I am a visually-impaired person who holds down a full-time job, travels by public transportation without human or canine assistance and yet face the frustration every day surrounding the assumptions which others often make about me. Here are a few examples. When I board a public bus people often offer me a seat but as I am very tall it's actually more comfortable for me to stand. It always has been. If I swipe a transpass card through a card reader and happen to get it in backwards the first time like others often do, I do have the ability(without someone touching my hand) to actually turn it around myself and try a second time. I have had other passengers and sometimes bus drivers attempt to assist me without my permission.
In my place of work when I go to make a cup of coffee or tea I often have co-workers who are new attempt to assist me with this task and in the process make demeaning and degrading statements to me. Some use the employee kitchen as a place to scout for companions and have to be told several times that I already have a wife and that she doesn't do things for me either without my permission. There are those well-meaning persons also in a tough economy who are simply looking for a chance to be assigned as an in-home attendant after completing their temporary or job-training assignment at my agency. Again they have to be bluntly told that I am not in need of their help.
I bring these anecdotes to you in order to provide a simple guideline for anyone who feels compelled to assist the visually challenged whom they might sincerely see as " less fortunate than themselves ".
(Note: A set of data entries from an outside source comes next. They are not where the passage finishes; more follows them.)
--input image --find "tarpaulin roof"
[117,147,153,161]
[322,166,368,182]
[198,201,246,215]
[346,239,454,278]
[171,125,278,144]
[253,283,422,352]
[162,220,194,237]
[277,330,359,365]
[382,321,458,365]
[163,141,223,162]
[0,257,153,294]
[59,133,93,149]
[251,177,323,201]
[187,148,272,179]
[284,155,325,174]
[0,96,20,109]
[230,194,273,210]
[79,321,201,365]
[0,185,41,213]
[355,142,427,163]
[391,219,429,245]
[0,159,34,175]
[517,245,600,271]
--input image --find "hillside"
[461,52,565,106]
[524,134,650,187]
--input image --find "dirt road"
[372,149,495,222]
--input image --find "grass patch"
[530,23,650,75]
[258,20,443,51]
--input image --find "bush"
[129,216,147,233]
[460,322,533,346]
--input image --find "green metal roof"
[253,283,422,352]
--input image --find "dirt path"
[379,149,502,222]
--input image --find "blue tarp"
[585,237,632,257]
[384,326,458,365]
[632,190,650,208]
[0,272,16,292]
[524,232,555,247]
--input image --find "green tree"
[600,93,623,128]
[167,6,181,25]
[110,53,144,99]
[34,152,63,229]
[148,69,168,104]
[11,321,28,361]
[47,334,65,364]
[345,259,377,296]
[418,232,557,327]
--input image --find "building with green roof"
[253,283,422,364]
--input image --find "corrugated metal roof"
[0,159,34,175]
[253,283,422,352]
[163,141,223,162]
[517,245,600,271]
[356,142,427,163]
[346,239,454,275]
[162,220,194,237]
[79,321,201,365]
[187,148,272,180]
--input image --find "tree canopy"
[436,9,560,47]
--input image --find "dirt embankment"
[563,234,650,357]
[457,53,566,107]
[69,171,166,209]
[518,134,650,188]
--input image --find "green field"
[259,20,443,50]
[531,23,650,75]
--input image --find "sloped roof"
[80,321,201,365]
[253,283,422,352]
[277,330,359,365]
If you walked in my path and in my shoes, how would you want to be treated? Most people remember how important it was to them as a child to learn how to do something for themselves.
If you are willing to assist a blind visually impaired person with anything please remember that it is very simple and proper to ask any adult, " May I help you? "
Grabbing someone's arm and demanding that they allow you to tell them what to do is demeaning and immoral. Other adults are not your children.
Most blind adults you meet have had years of training in self care and are perfectly capable of asking for desired assistance from those whom they choose to trust, especially themselves.